Когда я мямлю нечто глубокомысленное, мать отнимает руки и открывает лицо, вдруг ставшее еще чуточку костлявее.
– Тогда – идем в театр?
Она будто зазывает нас на крутое вечернее шоу. Ладно, этот поход хотя бы перенесет нас из кухни, утопающей в иссушающей жаре, в прохладу улиц. Я отодвигаю свой стул, она вскакивает чертиком, нехотя встает отец.
– Давайте посмотрим, что там за театр, – говорю я с напускным энтузиазмом.
20: Оно шевелится
– Разве мы уже не были здесь?
– Он бы вспомнил, Боб.
– Да я не об этом. По-моему, мы кружим на месте. Колесо обозрения мы уже проезжали.
– Думаешь, я бы не заметила?
– Кто тебя знает.
– О, ну конечно! Тут все стало таким одинаковым! Зачем они сняли таблички с улицами?
– Вывески на месте, Сандра, не неси чепухи.
– Ой-ой, а чего это ты такой серьезный? Пошутить уже нельзя. Мы едем правильно. Надо доехать до конца дороги. Он где-то там, я уверена.
Всю дорогу, пока отец гонит на север, куда-то прочь от Престона, я вынужден слушать их трескотню. В душе я солидарен с отцом – перекресток с громадной елью, чьи нижние лапы раскинулись на добрый десяток метров, мы минуем далеко не первый раз. Тени от ветвей ползут по снегу, подобно паукам, а я думаю о том, что колесо обозрения похоже на циферблат часов. Одна кабинка на самом верху конструкции отсутствует: без четверти десять.

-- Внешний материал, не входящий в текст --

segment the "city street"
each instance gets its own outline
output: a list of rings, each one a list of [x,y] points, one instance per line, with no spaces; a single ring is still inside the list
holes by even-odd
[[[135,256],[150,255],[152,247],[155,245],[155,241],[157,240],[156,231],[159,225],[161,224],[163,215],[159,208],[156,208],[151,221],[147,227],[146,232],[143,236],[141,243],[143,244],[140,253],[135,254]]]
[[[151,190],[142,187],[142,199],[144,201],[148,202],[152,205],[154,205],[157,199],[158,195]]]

Погода превратила пригород в серию набросков. В центре города снега еще нет – здесь же он облепил деревья и стер названия улиц с указателей. Свет кое-как пробивался из-под наледи заметенных фонарей, выплескивался из окон укрытых белыми шапками домов на бесцветные от сугробов газоны. Если бы не эти спорадические проблески, ехать бы нам пришлось вслепую. Внутри отцовского «мини» еще душнее, чем на кухне, – я будто плаваю в разогревшейся кастрюльке с кислым бульоном. Я уже подумываю предложить им закончить поиски – пока нас еще не занесло на обледенелом повороте или пока их перебранка не переросла в нечто более опасное, – как вдруг мать вскрикивает:
– Это же он, да? Он самый!
Она тычет указательным пальцем перед собой, направляя машину влево, к дорожной развилке. Мне кажется, или мы уже проезжали этот дом на углу? Или там был другой сад, утыканный неясными карликовыми формами – не иначе как декоративными гномами в снежном плену? Нет, там определенно не было этих магазинов – прилавки по обе стороны заколочены, груды снега навалены у самых дверей. Все окна вторых этажей – темные, за исключением одного, источающего пепельный мерцающий свет. Напоминает костер, но уж какой-то слишком бледный, да и кто станет жечь что-то в жилом помещении? Может быть, свечи? Жутковато это все.
– Разве это не здесь? – повторяет мать. – Здесь просто дальше не проехать.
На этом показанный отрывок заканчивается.